State lawmakers taking more locally paid legal fees to pick up the tab for statewide expenses created a nearly $3 million budget hole this year for the Palm Beach County court clerk’s office, according to Clerk and Comptroller Sharon Bock.
Warning that the cutbacks will affect local residents, Bock has suggested layoffs and reduced office hours to cover the financial gap.
“It will have an immediate [increase in] waiting times and delays in our court system,” Bock said Tuesday.
The clerk’s office is responsible for handling public records as well as many courthouse operations while also watching over the county’s checkbook. Bock has about 700 employees and a $53 million budget, about $31 million of which goes toward court operations.
The clerk’s planned cost cuts also include eliminating 41 full-time and 16 parttime jobs. That includes just over two dozen actual layoffs as well as doing away with vacant positions.
Pending job offers to fill vacancies at the clerk’s office have been rescinded, overtime has been sus-
pended for many employees and Bock has also frozen most hiring.
Also, plans to put more court records online have been delayed.
Finally, the clerk’s south branch office in Delray Beach and the north branch office in Palm Beach Gardens are being closed to the public every other Friday through Sept. 30.
That translates to longer processing times for handling court records, which can mean delays for trials as well as people needing to file paperwork at the clerk’s office, according to Bock.

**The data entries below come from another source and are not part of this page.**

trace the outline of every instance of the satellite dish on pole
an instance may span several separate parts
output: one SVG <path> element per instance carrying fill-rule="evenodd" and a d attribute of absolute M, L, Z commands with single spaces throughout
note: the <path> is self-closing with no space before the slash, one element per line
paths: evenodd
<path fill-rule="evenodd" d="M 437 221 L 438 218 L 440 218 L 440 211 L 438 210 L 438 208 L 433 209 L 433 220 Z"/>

Palm Beach County generates more than $200 million in locally paid legal fees each year, but the clerk’s office gets to keep only a small portion of that to help with local court costs. The rest goes toward state spending.
Bock contends that lawmakers in recent years have been taking too much of the money from legal fees that counties need to pay for growing court costs, which include everything from jury expenses to managing public records.
Bock said lawmakers’ approach is to “slash and burn and see what we can rebuild.”
Legislators say counties would have more money for court costs if they were more efficient and actually collected more of the fees that are levied. But Bock says lawmakers are ignoring a state constitutional requirement to provide adequate funding for clerks.
Past spending cuts to the clerk’s office have raised concerns through the years about lengthening foreclosures and other civil court proceedings.
And county officials say deeper state cuts to the clerk’s funding could end up sticking more courthouse costs on local taxpayers.
“We don’t want this to turn into an unfunded [state] mandate,” County Commissioner Melissa McKinlay said.